On Tue, Dec 7, 2010 at 1:31 PM, Henning Thielemann
On Tue, 7 Dec 2010, Lally Singh wrote:
Hey all,
I'm generating a structure definition from input, and would like to generate some LLVM code that can use it. I see an 'alloca' function in LLVM.Core that may do the trick, but takes a static type (Ptr a), which I wouldn't have. Is there a dynamic variant? I'm currently generating a TypeDesc Struct type.
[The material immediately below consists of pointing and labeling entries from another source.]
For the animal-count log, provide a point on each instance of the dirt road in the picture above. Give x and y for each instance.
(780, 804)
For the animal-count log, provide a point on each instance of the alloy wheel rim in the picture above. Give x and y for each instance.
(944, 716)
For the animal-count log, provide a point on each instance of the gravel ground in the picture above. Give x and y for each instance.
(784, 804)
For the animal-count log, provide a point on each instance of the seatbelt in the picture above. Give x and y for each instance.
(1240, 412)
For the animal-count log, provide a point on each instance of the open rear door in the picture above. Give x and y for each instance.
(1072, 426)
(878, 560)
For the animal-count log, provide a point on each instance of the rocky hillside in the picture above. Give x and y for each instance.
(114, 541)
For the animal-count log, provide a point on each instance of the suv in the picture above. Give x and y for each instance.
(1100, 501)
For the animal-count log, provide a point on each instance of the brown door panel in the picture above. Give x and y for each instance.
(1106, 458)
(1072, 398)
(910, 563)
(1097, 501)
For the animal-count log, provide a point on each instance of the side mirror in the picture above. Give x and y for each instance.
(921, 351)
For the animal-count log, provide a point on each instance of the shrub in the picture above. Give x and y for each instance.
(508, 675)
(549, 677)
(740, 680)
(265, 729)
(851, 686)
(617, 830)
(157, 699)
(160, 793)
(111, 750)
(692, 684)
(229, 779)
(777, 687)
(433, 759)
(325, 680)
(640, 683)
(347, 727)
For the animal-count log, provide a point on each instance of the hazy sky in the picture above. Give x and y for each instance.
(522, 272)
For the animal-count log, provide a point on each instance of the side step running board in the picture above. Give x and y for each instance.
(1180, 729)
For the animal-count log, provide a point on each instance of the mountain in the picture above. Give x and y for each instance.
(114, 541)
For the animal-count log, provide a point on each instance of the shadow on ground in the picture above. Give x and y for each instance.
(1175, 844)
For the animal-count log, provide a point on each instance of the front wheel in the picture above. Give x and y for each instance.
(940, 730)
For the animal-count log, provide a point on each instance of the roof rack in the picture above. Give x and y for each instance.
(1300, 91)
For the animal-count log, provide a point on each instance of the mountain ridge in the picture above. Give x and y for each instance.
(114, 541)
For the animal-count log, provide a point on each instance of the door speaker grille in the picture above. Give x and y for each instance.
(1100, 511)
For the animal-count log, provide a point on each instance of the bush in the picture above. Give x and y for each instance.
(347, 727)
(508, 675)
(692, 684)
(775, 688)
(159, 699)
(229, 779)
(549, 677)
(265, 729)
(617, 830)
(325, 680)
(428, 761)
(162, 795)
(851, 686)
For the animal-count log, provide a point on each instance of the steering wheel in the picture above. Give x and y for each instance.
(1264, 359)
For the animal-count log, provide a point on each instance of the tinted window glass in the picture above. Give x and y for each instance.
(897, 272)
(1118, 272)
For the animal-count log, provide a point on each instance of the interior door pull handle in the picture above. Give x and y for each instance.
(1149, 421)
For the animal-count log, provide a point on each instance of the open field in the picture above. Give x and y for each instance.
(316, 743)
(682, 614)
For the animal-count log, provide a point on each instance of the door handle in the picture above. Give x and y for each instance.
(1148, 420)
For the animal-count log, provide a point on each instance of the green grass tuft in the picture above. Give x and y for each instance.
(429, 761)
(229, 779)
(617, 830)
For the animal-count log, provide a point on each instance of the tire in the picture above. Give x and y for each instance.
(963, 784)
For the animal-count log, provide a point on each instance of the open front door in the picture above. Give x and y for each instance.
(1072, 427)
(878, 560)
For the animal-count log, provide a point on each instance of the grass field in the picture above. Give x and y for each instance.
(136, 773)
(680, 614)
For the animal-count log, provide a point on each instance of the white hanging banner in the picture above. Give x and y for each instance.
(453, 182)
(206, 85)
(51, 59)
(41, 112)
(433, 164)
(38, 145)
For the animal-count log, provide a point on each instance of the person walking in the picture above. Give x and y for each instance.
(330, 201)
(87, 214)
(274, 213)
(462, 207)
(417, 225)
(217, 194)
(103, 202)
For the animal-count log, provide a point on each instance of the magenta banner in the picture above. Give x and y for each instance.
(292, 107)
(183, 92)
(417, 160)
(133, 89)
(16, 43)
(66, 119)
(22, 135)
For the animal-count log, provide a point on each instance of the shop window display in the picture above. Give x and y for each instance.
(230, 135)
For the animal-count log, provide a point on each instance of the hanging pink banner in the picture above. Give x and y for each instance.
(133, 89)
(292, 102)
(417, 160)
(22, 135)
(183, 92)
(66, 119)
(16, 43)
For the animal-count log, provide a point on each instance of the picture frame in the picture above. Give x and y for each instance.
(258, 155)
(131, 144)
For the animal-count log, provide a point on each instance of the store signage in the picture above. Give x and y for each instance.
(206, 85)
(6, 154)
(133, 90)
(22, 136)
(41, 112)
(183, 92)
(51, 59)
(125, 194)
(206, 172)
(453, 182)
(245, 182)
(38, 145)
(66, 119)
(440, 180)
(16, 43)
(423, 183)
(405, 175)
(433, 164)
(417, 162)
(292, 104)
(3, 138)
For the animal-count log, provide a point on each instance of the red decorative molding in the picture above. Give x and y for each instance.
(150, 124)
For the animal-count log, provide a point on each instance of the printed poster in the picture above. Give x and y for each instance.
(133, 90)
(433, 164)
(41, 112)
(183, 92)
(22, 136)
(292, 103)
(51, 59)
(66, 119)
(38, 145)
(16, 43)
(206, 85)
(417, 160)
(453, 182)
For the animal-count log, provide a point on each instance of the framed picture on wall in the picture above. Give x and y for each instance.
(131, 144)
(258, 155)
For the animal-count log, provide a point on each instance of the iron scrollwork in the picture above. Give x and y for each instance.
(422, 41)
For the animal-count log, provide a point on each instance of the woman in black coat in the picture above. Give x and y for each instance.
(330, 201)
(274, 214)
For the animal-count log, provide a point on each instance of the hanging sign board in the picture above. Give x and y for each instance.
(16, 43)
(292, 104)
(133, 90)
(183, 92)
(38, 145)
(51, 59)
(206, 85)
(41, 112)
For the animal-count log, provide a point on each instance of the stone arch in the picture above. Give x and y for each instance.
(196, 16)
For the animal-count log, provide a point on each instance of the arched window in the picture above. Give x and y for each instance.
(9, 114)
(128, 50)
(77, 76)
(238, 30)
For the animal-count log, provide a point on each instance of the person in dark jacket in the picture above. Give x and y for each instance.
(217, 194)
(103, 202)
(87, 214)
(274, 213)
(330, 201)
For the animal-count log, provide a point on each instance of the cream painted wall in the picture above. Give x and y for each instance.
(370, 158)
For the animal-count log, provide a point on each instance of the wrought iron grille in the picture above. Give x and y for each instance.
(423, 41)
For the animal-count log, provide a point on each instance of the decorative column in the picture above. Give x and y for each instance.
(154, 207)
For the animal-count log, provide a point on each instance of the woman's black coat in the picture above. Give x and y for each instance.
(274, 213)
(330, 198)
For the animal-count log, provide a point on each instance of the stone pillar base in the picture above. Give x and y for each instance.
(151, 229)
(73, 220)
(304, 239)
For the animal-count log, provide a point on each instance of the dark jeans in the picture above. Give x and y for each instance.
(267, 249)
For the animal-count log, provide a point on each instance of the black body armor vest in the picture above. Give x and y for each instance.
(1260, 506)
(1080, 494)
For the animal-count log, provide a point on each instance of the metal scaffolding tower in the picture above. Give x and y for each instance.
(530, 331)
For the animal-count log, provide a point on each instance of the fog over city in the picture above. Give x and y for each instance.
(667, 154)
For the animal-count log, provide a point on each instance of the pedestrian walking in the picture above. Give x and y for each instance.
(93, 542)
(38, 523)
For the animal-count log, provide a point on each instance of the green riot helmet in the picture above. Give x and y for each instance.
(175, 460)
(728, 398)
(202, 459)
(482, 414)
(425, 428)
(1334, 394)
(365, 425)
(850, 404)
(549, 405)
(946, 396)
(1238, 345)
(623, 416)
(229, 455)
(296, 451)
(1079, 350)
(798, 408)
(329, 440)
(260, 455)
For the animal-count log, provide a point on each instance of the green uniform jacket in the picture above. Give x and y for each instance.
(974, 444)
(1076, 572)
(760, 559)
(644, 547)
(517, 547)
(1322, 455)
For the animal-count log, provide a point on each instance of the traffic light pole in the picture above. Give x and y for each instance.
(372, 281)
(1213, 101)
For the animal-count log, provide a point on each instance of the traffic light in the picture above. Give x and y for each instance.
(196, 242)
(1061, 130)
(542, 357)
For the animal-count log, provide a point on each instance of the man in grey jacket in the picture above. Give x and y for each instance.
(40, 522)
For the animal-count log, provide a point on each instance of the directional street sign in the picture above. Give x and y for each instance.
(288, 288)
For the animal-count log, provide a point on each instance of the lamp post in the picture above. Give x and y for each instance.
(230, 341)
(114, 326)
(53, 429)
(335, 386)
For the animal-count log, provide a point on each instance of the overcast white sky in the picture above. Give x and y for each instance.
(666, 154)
How much flexibility do you need? Is the user really allowed to specify an arbitrary 'struct' declaration? This could be a security hole. If you really want it, I think you would have to use existential quantification in order to construct a user defined type at runtime.
Yeah, the program will take in a declaration of a (basic) struct, with doubles, floats, and integer members. It'll generate an LLVM program that'll read that sort of struct from a shared memory segment.
Also, is everything under LLVM.Core.* private (not LLVM.Core, but LLVM.Core.Util,etc)? I saw from some blog posts that Core.Util has a function for (I think) getting the a function's parameters, but I can't seem to find a way to access it. Is there another way to get the arguments to a function?
I do not understand. The example you posted recently, was a function with parameters. Isn't that what you need?
I'd like to get the runtime arguments of a function. In my case, main()'s command-line arguments to get the shared-memory ID.